Heh. I wonder if thats what she was doing. I had clear signs of interest and she even expressed wanting to hang out again. Take everything with a grain of salt guys.

The other girl I set up on friday that week ended up giving me just as much IOI and no I am not imaging this stuff lol. I had kino, good convo and had her sharing stories with me she said she only shared with a few people on top of this I had her laughing her ass off. The vibe was definitely good. At the end of the night I gave a hug and kiss on the cheek - she didn't pull away, look disgusted or anything. (Trying to get more comfortable before kiss closing first dates).

To be honest I wasn't nearly as much into her as the last girl and she was to much for me(works as a bartender, loves to go clubbing) but still super nice. I also took my own advice and didn't over analyze this one.

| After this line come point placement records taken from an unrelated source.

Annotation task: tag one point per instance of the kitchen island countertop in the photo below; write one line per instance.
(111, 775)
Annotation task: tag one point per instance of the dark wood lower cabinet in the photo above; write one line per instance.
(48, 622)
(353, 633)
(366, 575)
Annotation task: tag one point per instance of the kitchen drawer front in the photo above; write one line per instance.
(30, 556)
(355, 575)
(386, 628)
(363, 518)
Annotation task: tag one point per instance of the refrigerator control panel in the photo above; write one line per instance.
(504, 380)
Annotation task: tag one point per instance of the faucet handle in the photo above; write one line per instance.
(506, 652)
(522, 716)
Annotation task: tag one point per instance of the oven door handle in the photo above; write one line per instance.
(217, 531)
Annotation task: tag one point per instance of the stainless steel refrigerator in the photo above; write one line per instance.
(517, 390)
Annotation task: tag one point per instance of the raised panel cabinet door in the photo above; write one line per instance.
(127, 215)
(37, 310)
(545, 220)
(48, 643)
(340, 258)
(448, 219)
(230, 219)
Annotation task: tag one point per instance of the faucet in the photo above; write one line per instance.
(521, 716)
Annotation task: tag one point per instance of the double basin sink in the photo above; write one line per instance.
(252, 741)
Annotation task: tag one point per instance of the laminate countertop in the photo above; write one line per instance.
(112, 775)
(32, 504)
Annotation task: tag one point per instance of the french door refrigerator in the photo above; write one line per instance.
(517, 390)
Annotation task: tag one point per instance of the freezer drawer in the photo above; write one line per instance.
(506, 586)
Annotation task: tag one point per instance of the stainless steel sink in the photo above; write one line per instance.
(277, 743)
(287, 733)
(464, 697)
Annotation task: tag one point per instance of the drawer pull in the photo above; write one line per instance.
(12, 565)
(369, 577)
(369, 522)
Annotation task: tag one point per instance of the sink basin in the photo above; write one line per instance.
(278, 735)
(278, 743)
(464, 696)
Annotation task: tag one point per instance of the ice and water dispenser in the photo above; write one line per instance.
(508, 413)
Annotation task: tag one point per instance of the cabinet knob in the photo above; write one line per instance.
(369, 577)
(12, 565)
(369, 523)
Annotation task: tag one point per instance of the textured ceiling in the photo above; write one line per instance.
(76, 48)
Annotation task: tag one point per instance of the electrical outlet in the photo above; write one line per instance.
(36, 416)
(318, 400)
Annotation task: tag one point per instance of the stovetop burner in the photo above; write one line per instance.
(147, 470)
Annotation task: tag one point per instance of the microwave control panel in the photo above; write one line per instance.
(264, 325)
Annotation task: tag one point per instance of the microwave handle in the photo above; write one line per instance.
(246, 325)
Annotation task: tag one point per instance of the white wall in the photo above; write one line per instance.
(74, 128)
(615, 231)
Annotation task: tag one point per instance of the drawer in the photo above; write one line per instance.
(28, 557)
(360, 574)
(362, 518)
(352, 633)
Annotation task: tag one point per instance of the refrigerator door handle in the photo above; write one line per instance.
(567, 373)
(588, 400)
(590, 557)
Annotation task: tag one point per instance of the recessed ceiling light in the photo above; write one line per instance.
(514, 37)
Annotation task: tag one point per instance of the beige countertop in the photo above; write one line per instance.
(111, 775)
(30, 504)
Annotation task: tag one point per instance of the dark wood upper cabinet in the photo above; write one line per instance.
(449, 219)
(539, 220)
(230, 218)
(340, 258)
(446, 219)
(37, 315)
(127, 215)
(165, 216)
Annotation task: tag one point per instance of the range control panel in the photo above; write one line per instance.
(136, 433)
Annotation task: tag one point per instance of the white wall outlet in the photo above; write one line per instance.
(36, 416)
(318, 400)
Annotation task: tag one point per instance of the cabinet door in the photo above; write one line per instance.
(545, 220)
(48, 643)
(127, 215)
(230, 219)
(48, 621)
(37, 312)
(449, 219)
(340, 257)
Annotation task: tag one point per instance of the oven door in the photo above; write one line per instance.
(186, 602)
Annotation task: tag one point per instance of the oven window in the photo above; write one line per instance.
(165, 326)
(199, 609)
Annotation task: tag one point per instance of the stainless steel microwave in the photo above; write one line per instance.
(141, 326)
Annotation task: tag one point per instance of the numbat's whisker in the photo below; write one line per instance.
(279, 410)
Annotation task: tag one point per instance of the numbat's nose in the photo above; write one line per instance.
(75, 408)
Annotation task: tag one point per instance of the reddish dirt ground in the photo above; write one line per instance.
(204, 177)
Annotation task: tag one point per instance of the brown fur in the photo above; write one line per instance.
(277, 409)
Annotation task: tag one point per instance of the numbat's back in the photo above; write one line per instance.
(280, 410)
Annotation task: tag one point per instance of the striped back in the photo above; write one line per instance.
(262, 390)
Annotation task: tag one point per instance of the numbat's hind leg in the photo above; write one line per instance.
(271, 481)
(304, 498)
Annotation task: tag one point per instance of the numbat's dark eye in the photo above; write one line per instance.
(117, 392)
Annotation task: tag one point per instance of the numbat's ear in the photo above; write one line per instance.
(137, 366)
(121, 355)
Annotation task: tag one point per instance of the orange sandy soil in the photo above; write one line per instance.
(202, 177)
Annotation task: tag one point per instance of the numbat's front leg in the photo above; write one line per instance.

I sent her a text 3 days after the date to tell her I had fun and wished her luck on her job hunt. Not even a thank you reply back... LOL I honestly didn't care this time as much but I found it so funny that I had two in a row like this. Total interest then nothing... I can't possibly imagine anyone sitting 2 hours on a date, laughing, telling stories, appearing to have fun, telling me how funny I am and then disappearing like this. Its like a twilight zone.

The only explanation I can come up with is I am meeting these girls on a free online dating website. These are fairly attractive girls so they get tons of attention on this site. I even asked the second one out of curiosity how many messages she gets every day and she told me around 15. So this could totally explain the drop in interest... they are probably going on other dates and maybe someone is doing better than me.

LOL still I found this funny but definitely a good learning experience. I applied my own lessons on the second girl and as a result didn't get as emotionally distressed when she didnt reply. Anyone else with similar experiences?